В нашем доме она, в крестьянском платке на голове, с рваной сумкой в руке, появилась осенью, узнав, что у нас уже пару дней лежит отправленная из Венгрии открытка от ее мужа. Он сообщал о себе и расспрашивал про нее с множеством недомолвок, но столь понятным ей образом, что она сумела по нескольким строчкам выстроить вполне правдоподобную историю его спасения. Ведь у него было столько верных друзей; столько денег и стараний было потрачено на обзаведение нужными связями. А сколько заверений получала она от тех, кто, как ей казалось, способны многое сделать.
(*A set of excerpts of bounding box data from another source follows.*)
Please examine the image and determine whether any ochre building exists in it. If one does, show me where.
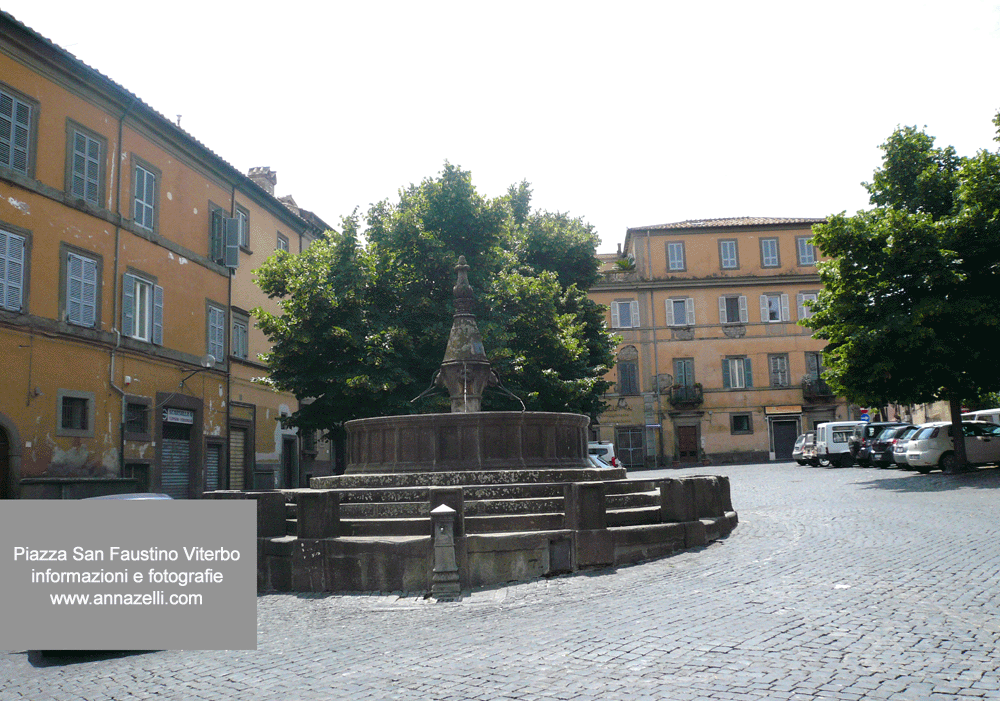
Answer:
[0,12,330,498]
[590,218,847,468]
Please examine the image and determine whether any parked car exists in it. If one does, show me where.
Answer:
[892,426,920,468]
[792,431,816,465]
[849,421,907,467]
[587,454,614,470]
[906,421,1000,474]
[587,441,622,467]
[869,424,915,468]
[816,421,862,467]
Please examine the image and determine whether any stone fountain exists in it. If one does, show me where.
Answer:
[206,256,738,598]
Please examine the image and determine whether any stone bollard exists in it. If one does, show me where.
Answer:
[431,504,462,601]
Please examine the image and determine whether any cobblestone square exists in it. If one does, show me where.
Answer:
[0,463,1000,701]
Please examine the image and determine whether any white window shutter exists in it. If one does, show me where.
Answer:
[122,274,135,336]
[153,285,163,346]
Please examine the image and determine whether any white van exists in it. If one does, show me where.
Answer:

В ответ на робкие напоминания: почему ему до сих пор не помогли выбраться из гетто, не снабдили документами и не указали пути, — ей повторяли, что пока никаких перемен не предвидится и, стало быть, опасность ему не грозит, объясняли, что в большом скопище продержаться легче, чем живя наособицу, среди врагов. Рискнуть он всегда успеет, надо как можно дольше оттягивать этот момент. (Могла ли она давить на людей, которые — возможно, не напрямую, но каким-то там образом — были связаны с охранниками и эсэсовцами и, пускай хамоватые и капризные, оставались единственной надеждой? Им ведь не требовалось ничего, кроме денег, и если они создавали какую-то видимость деловой порядочности, то лишь затем, чтобы бойко шла торговля, чтобы не пересох золотой ручеек, который, протекая через их руки, немало оставлял на пальцах.) Ни о чем таком она, разумеется, не говорила, зато мы были прекрасно осведомлены. Сколько мистификаций устраивали эти якобы бескорыстные, платонические посредники! Скольким покойникам они продлили жизнь вовсе не потому, что хотели пощадить чувства их родных! Но в безвыходной ситуации человек ищет посредника даже в самых неподходящих местах. Так стоило ли делиться с ней нашими опасениями, если открытка, которую она держала в руках, вне всяких сомнений пришла от него? И куда приятнее верить, что он спасен ее стараниями, а не по воле слепого случая.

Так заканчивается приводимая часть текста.